(keitai-l) Re: cn u rd ths w/o kllng me? whr do u do the prcssng

From: Michael Turner <leap_at_gol.com>
Date: 12/21/01
Message-ID: <002201c18a1d$034dce80$a142d8cb@phobos>
From: "James Governor" <jgovernor@illuminata.com>
> Just wondering about michael's idea on predictive entry.

Just after I've weighed in *against* predictive entry?

> ...Where would the
> dictionary be held for the lookups? The client? Gateway? At the back
> end?  Are we already confident enough of the memory size of keitai that
> such questions are not an issue? Asics or eproms perhaps?

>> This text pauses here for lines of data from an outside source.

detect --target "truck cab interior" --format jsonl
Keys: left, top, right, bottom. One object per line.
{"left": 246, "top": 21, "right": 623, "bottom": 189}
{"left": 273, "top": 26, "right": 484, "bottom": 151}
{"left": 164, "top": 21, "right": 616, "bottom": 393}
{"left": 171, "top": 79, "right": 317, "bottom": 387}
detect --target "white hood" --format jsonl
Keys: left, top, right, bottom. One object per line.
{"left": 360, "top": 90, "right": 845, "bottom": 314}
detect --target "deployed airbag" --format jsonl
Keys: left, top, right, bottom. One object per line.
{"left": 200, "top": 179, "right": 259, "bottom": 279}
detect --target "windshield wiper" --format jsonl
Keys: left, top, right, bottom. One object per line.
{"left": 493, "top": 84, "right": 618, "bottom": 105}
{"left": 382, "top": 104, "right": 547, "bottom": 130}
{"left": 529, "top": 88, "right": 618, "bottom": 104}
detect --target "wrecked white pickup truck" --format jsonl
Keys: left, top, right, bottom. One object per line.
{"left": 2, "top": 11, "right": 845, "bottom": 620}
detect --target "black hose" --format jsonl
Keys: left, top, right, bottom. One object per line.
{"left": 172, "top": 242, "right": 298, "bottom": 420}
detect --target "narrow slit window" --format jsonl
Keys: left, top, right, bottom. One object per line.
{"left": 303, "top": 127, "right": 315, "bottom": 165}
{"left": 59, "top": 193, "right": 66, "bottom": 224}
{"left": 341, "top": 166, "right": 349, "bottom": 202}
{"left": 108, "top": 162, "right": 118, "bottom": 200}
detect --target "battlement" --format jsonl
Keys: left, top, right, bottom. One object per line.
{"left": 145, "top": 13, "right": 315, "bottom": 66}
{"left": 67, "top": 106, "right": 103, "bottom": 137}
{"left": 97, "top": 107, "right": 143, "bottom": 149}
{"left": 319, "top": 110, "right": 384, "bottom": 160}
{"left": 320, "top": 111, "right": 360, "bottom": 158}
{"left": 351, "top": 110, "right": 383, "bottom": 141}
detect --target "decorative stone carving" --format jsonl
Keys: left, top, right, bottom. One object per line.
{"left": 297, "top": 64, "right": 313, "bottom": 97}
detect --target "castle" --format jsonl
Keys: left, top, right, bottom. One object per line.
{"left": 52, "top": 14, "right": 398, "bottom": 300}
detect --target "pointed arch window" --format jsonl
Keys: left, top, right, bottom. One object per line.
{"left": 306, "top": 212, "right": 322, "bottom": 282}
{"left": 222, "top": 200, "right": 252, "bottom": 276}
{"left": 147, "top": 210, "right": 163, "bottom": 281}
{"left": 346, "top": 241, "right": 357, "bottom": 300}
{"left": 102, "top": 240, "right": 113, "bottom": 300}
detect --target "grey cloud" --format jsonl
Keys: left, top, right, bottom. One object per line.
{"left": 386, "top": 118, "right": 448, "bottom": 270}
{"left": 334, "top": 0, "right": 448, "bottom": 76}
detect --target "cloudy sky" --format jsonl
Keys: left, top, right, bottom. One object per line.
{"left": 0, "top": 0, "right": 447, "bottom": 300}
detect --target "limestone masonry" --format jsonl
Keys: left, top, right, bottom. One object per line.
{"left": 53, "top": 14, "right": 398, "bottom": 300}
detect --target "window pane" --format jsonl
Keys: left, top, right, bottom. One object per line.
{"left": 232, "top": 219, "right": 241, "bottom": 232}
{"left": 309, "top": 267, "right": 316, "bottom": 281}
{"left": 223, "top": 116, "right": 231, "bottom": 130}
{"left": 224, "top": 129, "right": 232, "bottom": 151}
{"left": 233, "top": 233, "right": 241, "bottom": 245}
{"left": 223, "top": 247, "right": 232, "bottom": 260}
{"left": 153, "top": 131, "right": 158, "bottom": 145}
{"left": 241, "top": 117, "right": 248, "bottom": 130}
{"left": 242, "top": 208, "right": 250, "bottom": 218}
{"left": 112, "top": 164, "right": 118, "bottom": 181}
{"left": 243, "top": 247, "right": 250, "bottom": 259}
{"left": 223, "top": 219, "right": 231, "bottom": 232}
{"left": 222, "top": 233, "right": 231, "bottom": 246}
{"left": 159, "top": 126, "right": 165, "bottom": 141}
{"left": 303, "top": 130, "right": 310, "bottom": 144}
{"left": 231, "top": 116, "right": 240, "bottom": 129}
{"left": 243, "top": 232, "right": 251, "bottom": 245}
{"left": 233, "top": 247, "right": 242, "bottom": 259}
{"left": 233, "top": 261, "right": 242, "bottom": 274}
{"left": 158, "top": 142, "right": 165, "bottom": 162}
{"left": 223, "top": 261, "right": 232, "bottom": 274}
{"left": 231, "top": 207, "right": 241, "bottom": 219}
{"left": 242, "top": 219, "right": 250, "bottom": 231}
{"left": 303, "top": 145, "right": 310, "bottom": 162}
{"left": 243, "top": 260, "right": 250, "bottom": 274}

I've been talking about input using abbreviations, so Yes, there is
the problem of where to put the lookup table.

But this is a problem with kanji henkan as well, and Japanese
gadget designers seemed to have solved it.  I'd say they've solved
a harder problem, if anything.  (Oh boy that is gonna start an
argument I know.)  Even if you just decided you're only going
to do the 5,000 most frequent Japanese words for a kanji
henkan keitai input system, you're talking at least 50K bytes of
ROM, I'd think, just for table space.  A drop in the bucket,
these days.  If mapping the top 98% of English took 70K, it
wouldn't be a strain.

[snip]

> How does it work with henkan?

Why would it have to?  If you used c-print, you'd be in an English-
speaking market anyway.

Or do you mean "how would you adapt this idea to kanji henkan?",
well, it's basically henkan anyway.  Just for English.  Define "henkan"
as "an input system that maps one set of character strings onto
another" which is about all kanji henkan comes down to anyway.

> This solution just sounds a bit hairball to me. You can imagine
> engineers in Redmond designing a multitude of such systems for PocketPC
> 2002

Microsoft?  "Hairballs-R-Us"?  They do hairballs in their sleep.

Anyway, this isn't a hairball.  This is little more than table lookup.